A router has multiple interfaces and receives data packets through them. It evaluates the network addresses of the incoming packets and decides which interface to forward the packet to. It uses its local routing table for decision-making. This can be statically configured or calculated via dynamic routing protocols such as OSPF or BGP.
Routers are optimised to suit a particular purpose, depending on their application. So-called backbone routers are high-performance routers of the carrier class, which route and forward packets with rapid speeds of several gigabits per second. They are housed in data centres, and may be as large as several 19-inch cabinets.
For interfacing with networks of other providers, Internet service providers may use border routers or edge routers, which mainly use the routing protocol BGP. This routing protocol allows for the optimum the exchange of routes. Most of these routers also support the prioritisation of traffic via Quality of Service.
For connecting to the Internet, access routers are used, which allow devices in a local area network to access Internet via DSL, cable, wireless or ISDN.

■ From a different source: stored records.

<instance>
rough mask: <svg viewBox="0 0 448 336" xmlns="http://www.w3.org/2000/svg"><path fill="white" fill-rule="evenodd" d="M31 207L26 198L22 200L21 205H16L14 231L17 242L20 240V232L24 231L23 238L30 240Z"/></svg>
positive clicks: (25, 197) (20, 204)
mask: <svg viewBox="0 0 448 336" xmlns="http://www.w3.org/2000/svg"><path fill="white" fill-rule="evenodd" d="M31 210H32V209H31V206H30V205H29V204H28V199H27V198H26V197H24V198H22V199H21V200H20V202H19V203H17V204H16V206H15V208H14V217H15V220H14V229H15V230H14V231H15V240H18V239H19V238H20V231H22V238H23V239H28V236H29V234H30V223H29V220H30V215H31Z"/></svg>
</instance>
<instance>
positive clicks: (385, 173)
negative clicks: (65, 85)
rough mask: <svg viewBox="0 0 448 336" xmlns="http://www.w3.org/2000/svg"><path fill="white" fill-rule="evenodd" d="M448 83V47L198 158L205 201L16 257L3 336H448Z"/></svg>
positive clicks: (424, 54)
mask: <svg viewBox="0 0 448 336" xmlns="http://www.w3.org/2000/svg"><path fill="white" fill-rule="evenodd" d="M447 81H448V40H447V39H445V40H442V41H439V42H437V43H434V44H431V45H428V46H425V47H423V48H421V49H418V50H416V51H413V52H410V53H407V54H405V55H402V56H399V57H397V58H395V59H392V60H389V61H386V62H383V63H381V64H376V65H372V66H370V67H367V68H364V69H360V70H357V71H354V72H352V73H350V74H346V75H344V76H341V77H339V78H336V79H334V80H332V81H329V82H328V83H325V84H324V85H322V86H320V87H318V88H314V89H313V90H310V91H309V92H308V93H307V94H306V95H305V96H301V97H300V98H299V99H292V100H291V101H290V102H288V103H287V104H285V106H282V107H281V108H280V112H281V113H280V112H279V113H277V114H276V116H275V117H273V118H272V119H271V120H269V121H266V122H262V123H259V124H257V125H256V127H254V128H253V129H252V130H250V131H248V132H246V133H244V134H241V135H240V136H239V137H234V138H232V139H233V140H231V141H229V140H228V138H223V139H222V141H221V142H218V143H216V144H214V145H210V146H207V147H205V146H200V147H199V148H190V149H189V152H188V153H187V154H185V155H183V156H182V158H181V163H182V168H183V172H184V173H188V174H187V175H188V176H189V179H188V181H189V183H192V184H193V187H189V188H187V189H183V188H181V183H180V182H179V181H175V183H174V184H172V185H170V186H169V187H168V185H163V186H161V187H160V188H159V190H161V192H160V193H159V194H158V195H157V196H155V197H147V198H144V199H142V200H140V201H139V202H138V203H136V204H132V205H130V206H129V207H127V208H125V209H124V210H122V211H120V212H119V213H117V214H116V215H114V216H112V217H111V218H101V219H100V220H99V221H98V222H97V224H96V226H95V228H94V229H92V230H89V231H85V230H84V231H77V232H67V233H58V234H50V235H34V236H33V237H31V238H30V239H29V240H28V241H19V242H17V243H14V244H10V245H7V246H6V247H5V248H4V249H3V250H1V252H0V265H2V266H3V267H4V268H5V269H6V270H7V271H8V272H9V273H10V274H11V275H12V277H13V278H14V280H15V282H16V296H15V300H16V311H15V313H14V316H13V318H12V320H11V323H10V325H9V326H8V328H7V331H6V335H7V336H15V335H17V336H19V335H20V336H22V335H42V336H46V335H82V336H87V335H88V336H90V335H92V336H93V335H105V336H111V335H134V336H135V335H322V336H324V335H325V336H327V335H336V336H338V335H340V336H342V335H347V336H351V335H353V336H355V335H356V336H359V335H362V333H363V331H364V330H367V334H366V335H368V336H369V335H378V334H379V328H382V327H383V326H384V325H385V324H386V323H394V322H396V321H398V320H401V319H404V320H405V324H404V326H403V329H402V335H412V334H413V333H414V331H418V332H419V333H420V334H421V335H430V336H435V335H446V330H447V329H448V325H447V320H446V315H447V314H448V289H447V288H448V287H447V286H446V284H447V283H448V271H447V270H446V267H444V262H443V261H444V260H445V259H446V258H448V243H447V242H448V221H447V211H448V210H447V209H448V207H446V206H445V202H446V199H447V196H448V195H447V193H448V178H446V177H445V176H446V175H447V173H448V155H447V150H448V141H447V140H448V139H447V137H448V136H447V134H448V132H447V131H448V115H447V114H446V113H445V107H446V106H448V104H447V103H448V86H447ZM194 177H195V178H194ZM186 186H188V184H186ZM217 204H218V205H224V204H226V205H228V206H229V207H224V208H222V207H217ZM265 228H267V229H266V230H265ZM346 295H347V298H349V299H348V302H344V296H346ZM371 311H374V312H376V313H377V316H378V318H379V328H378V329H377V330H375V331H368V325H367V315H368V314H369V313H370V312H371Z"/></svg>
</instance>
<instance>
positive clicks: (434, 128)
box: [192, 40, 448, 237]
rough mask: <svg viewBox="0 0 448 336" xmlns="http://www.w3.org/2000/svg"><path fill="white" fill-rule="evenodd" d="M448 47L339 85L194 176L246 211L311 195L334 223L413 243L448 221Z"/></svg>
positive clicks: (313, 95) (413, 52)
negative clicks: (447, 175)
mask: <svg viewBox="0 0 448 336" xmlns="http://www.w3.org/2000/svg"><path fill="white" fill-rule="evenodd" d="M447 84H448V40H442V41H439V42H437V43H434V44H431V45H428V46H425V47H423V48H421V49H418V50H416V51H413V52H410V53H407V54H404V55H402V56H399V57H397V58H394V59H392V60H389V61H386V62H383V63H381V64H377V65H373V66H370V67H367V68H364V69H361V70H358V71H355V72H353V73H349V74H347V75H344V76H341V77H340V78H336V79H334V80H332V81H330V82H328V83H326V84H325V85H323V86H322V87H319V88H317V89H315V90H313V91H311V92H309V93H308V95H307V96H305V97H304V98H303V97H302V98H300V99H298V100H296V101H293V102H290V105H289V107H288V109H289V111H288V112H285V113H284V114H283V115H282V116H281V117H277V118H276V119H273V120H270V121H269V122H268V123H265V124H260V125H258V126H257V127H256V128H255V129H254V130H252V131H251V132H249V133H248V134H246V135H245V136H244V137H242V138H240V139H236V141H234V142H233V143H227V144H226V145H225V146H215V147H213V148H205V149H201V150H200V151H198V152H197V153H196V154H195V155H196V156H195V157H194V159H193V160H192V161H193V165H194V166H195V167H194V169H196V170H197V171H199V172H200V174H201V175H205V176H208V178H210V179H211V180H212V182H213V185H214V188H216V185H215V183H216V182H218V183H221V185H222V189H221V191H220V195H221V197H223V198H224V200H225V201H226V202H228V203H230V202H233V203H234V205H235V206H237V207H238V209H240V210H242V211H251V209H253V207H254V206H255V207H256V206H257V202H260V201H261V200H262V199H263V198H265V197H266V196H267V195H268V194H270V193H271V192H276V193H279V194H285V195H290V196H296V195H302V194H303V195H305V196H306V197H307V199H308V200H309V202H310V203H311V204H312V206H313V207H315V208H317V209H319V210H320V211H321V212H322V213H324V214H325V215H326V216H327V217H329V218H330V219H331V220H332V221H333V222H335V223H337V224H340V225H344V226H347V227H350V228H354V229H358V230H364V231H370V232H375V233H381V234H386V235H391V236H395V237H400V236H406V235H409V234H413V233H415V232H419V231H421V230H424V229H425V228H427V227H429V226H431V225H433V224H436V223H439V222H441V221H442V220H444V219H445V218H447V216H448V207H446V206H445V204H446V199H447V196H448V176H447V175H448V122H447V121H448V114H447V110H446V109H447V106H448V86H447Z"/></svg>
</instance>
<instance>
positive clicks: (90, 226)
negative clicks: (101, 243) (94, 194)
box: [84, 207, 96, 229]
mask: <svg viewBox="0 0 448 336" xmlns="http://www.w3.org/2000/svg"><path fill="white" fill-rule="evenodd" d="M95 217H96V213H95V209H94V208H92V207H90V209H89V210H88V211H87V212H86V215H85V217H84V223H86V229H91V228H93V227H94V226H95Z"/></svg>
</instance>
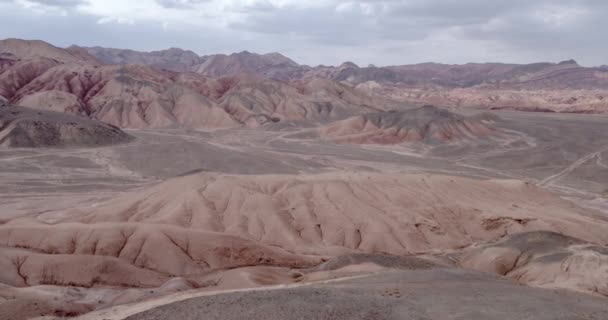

Many Internet routers have additional functions for telephony. They often have full telephone systems integrated within the devices. Analogue or digital telephones may be connected to them, as well as cordless DECT phones or Voice-over-IP phones, depending on the type. While a normal Internet connection provides sufficient access for VoIP telephony, routers with telephone systems for standard telephony need interfaces for access to the analogue or digital (ISDN) telephone network.